Swearinger is willing to make sure others follow suit. After signing a three-year, $13.5 million contract in the offseason, Swearinger has become a vocal leader on the Redskins defense.

And as Washington fell to 4-5, Swearinger said it takes the whole defense — first and second string — to make sure they’re listening to the coaching staff.

“I put my heart into this [expletive,]” Swearinger said. “It’s not as a facade. I don’t do this [expletive] for show. I put my heart into this. I’ve got a loving passion for this game like no other. So I put in a lot of hard work day in and day out. I’m just going to keep working and getting my guys ready.”

Swearinger almost helped swing the game back in the Redskins’ favor. He had two interceptions on back-to-back Vikings drives.

On the first pick, Swearinger said he told safety Deshazor Everett to guard tight end Kyle Rudolph instead so he could be the free safety. While roaming, Swearinger read Vikings quarterback Case Keenum and picked off a jump ball intended for Rudolph.

The Redskins, though, couldn’t capitalize and turned it over on downs at Minnesota’s 32.

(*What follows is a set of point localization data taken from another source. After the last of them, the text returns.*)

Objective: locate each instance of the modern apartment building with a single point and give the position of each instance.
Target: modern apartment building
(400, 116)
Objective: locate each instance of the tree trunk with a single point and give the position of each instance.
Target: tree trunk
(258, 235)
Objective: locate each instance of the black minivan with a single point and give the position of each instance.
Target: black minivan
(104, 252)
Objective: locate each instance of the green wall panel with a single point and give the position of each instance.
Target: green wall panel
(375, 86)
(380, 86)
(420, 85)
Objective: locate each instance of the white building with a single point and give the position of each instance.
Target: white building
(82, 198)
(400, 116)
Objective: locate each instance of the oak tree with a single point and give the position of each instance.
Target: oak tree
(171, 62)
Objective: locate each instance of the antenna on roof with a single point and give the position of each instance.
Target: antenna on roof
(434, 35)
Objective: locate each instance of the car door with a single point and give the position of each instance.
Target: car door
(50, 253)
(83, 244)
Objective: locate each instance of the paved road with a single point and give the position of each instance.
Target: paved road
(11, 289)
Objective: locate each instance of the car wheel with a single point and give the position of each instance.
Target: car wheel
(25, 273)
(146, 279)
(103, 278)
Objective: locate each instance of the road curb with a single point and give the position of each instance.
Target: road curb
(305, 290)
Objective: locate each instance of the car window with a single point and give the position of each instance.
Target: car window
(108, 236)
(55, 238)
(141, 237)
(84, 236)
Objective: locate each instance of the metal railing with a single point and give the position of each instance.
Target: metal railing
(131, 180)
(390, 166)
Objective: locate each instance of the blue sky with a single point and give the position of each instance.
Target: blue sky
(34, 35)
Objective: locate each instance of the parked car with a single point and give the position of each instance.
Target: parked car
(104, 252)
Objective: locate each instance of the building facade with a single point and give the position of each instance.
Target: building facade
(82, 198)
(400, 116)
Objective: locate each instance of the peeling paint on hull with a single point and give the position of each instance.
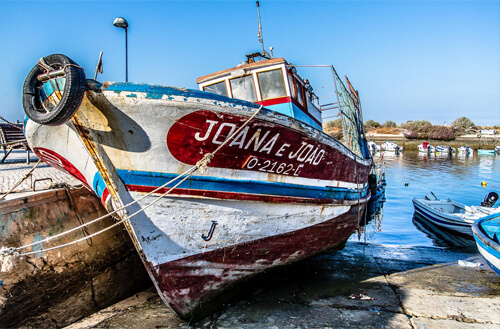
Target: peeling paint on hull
(281, 191)
(203, 277)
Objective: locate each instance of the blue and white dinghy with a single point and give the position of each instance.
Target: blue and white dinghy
(453, 215)
(487, 233)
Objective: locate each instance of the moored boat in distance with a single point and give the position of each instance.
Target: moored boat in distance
(426, 147)
(465, 150)
(453, 215)
(445, 149)
(391, 147)
(486, 152)
(487, 234)
(214, 185)
(373, 147)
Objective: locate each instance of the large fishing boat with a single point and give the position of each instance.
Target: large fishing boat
(214, 185)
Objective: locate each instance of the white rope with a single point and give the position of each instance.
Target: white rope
(201, 165)
(22, 180)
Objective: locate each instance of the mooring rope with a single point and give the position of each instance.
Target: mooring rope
(10, 123)
(19, 182)
(6, 254)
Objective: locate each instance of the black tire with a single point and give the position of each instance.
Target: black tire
(72, 96)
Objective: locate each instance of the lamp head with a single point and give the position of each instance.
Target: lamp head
(120, 22)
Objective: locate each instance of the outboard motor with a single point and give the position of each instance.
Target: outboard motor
(490, 199)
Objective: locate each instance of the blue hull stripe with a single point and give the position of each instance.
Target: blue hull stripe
(490, 251)
(437, 220)
(153, 179)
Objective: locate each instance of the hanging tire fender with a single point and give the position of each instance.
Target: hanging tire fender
(69, 91)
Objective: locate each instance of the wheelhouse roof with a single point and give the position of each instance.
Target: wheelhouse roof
(248, 66)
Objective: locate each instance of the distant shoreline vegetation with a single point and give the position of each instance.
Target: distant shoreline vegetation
(418, 129)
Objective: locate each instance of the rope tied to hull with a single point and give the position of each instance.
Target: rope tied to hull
(8, 254)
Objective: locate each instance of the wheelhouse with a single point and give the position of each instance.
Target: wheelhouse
(272, 83)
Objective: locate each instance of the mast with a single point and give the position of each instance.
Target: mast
(261, 38)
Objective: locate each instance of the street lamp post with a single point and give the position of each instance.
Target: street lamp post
(123, 24)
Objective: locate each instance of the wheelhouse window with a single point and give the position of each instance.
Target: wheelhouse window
(271, 84)
(297, 90)
(218, 88)
(291, 83)
(300, 93)
(243, 88)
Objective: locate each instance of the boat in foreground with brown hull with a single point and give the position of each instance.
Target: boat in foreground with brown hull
(214, 185)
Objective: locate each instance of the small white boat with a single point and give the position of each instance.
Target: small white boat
(426, 147)
(490, 152)
(373, 147)
(454, 215)
(465, 150)
(391, 147)
(445, 149)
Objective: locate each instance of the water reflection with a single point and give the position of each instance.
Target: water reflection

But two plays later, Swearinger picked off Keenum again — disguising his coverage and returning the interception to the 2-yard line. The pick marked the first multi-interception game of Swearinger’s career.

The Redskins then scored with a quarterback sneak from Kirk Cousins, cutting the Vikings‘ lead to 35-27.

“It was good to see [the defense] come out with a little more energy and see D.J. make those two plays and show the type of leader he is,” Redskins coach Jay Gruden said.

But Swearinger wasn’t satisfied. He stressed the need to “lock in” and play better mentally. He said the Redskins have to start over in order to build consistency.

“We’ve got to do it together,” Swearinger said. “That’s the only way we can get it done.”